Despite an hour delay, our flight back to Nairobi was smooth and we arrived at 4pm with seven and a half hours to kill before our flight to London. We spent some time at an outdoor restaurant in Unit 1 of the Nairobi airport, then checked in for our flight and headed to the BA lounge. Depressingly, there was no Champagne and only vin du table available on the wine front.
After five and a half hours in the stuffy lounge we finally boarded our flight back to London. Since there was no award ticket availability in other classes when we booked, we ended up booking ourselves in First.
Initially I was upset at having to spend 20,000 extra miles for the flight, but after seventeen days away from home, a crazy delay in the middle of the trip, and an interminably long layover in Nairobi, I couldn’t have been happier to head to the nose of the 777, put on my BA PJ’s, sip my Champagne (finally!), and settle in for the flight from Nairobi to London.

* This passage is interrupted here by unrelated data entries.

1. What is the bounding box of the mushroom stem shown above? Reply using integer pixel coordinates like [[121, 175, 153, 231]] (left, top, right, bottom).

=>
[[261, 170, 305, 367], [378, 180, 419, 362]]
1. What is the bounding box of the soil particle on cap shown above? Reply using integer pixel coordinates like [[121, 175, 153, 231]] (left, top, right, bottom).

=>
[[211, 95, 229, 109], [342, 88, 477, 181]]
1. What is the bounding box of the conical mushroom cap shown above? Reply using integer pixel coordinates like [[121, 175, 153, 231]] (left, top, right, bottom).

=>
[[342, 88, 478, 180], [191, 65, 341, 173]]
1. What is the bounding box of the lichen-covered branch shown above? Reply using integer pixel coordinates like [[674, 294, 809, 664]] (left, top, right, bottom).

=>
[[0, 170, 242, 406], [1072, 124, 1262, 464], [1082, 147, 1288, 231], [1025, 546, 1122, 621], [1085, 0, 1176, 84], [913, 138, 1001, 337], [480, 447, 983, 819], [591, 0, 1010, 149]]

After several more glasses of Champagne (and some Claret), I slept like a rock. Nine and a half hours later, my boyfriend and I got off the plane, cleared customs, and headed to the BA arrivals lounge to treat ourselves to breakfast in the Concorde Room. As with our departure meal two and a half weeks before, we tucked into eggs Benedict and the FT, the perfect bookends for our trip to Africa.
Then, at long last, we braved the cold and made our way back home to Hampstead, where we started the process of re-acclimating ourselves to London. While we’re sad that our Africa trip is over and miss Lamu already, we are happy to be home and excited for a big weekend of seeing friends and remembering what rain looks like.